羊毛産業は気候変動の影響を受けやすく、雨量や気温の変化が牧草の生育に直接影響します。砂漠化が進行している地域では、羊飼育は困難になり、産業基盤が揺らぐ可能性があります。モンゴルのように寒冷地域ながら羊飼育を行っている国々では、異常気象が生産に大きなリスクを与える懸念があります。一方、日本のような羊毛を輸入に依存する国々では、供給国の生産変動が羊毛価格や繊維産業全体に影響をもたらします。
将来に向けた課題として、生産の持続可能性を確保するために幾つかの対策が求められます。まず、生産国では気候変動に対応した牧草地管理技術の開発が必要です。例えば、オーストラリアでは干ばつ耐性のある生態系管理手法を強化していく必要があり、ニュージーランドでは環境保護と持続可能な農牧業とのバランスが重要なテーマとなるでしょう。さらに、大規模消費国である日本などでは、持続可能な羊毛の調達や、輸入先多様化を進めることが有効です。
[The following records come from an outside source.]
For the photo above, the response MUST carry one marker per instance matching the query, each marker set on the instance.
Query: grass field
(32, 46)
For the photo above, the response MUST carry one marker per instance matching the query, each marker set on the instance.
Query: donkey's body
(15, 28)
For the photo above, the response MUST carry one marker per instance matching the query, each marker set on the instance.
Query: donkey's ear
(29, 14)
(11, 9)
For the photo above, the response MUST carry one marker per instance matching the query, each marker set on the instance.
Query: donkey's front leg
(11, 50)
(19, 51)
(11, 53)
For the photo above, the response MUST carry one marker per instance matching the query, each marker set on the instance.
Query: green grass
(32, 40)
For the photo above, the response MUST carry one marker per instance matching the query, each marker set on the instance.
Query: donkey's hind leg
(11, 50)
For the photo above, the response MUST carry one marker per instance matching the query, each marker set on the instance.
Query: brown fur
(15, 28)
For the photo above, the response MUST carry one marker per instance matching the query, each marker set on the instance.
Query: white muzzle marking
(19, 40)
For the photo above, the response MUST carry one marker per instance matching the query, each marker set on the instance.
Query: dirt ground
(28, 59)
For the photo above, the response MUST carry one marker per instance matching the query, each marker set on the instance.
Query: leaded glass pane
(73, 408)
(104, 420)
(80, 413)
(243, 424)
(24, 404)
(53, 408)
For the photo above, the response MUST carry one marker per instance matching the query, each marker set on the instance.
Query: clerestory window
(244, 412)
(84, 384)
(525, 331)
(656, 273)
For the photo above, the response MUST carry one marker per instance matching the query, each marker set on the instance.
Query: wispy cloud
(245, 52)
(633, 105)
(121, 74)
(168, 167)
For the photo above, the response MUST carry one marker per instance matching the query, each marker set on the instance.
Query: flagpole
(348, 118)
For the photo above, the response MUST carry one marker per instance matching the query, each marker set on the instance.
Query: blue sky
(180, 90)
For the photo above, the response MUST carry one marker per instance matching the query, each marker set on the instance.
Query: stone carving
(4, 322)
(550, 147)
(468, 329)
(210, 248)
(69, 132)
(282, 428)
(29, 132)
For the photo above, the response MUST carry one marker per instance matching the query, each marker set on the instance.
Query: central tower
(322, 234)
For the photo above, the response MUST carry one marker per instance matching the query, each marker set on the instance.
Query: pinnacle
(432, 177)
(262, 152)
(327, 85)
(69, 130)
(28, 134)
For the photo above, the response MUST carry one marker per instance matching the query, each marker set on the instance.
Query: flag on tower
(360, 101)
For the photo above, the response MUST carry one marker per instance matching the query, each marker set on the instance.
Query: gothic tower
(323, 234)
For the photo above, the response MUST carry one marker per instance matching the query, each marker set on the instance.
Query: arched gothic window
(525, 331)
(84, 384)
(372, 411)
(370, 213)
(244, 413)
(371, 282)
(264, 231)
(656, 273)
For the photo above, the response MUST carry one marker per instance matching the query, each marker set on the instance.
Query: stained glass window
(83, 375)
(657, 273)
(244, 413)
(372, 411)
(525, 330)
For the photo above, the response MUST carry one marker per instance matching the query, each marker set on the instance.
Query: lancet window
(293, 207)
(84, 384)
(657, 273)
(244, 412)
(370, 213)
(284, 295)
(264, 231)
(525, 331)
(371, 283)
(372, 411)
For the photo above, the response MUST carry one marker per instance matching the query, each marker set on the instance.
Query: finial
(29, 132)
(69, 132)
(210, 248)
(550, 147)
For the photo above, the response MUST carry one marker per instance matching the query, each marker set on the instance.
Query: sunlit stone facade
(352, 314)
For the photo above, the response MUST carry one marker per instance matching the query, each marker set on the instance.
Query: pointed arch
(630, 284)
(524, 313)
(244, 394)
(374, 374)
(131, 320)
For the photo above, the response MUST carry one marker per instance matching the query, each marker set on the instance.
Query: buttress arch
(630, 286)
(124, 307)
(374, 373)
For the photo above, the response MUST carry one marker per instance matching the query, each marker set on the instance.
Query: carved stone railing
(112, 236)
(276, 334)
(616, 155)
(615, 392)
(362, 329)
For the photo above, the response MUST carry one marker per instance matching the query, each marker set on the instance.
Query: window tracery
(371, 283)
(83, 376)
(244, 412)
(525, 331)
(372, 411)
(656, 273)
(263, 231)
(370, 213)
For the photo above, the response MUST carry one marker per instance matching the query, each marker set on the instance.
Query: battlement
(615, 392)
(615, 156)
また、地政学的背景を考慮すると、羊毛大国であるオーストラリアと中国は、現在でも貿易の主要なプレイヤーですが、経済や政治の関係が羊毛市場に影響を及ぼす可能性があります。一方で、紛争や地域衝突が羊毛の産地に及ぼす可能性も無視できません。羊毛の保管および輸送インフラを安定させることが、安心な供給を支える鍵となります。
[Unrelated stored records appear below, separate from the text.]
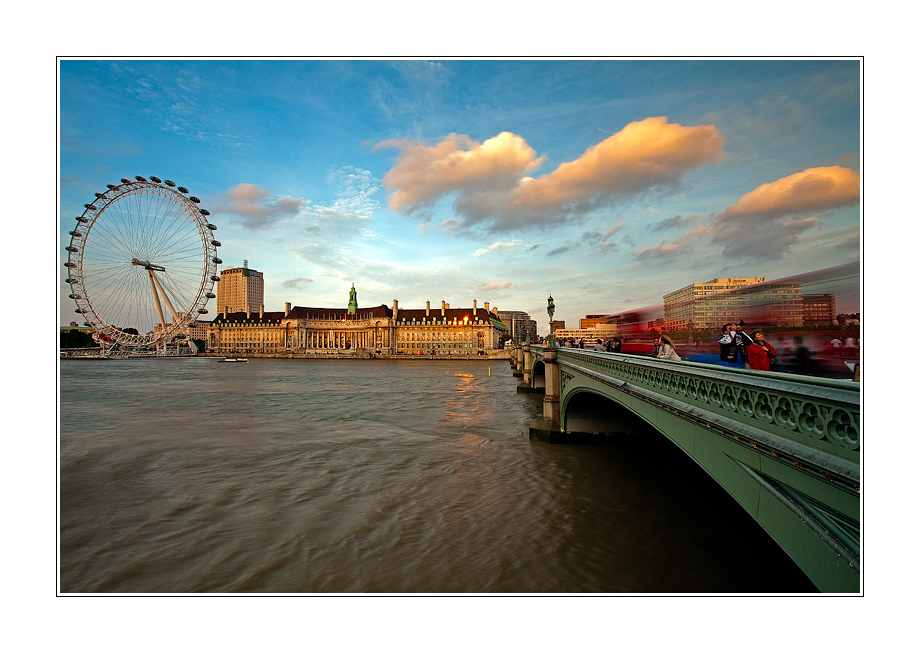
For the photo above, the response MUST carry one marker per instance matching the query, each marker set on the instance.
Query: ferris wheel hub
(146, 264)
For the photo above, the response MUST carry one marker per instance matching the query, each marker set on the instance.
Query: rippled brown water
(282, 476)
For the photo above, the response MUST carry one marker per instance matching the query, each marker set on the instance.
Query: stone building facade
(379, 330)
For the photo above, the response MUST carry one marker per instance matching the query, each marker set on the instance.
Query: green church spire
(353, 302)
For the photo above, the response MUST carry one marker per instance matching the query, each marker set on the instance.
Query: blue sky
(607, 183)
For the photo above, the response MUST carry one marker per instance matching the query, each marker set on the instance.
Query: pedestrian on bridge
(760, 353)
(732, 345)
(667, 349)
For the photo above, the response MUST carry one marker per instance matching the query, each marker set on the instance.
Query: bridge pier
(527, 383)
(548, 428)
(785, 447)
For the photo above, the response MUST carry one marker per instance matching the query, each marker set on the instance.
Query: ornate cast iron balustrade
(819, 413)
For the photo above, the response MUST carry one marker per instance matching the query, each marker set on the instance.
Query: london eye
(142, 263)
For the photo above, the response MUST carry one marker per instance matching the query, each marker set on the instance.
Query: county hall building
(378, 330)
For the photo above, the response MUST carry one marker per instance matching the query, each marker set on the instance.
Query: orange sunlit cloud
(767, 221)
(814, 189)
(425, 173)
(643, 154)
(493, 187)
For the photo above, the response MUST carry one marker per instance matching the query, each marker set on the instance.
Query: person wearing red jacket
(760, 353)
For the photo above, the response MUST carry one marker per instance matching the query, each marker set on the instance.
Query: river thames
(343, 476)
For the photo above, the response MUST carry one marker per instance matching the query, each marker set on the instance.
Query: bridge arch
(785, 447)
(590, 412)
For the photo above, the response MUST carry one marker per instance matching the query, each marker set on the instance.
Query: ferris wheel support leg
(153, 288)
(165, 299)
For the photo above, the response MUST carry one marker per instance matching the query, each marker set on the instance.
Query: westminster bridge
(785, 447)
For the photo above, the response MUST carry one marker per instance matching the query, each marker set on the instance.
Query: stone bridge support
(785, 447)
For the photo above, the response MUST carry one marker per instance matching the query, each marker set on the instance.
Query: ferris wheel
(142, 259)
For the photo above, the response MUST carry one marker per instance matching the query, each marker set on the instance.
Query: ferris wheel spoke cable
(111, 234)
(170, 234)
(144, 262)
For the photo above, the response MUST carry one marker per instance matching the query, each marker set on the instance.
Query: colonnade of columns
(334, 339)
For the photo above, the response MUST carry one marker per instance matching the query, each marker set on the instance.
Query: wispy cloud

最後に、国際機関や政府がこれらの課題に取り組むためには、羊毛生産における気候変動への適応方法を共有する国際的な枠組みを強化することが肝要です。特に環太平洋地域での協力強化や、持続可能な畜産技術の共同研究は、羊毛産業の未来を守るうえで大きな役割を果たすと考えられます。持続可能な羊毛生産の推進は、地球規模での環境保護と経済価値の創出に寄与するでしょう。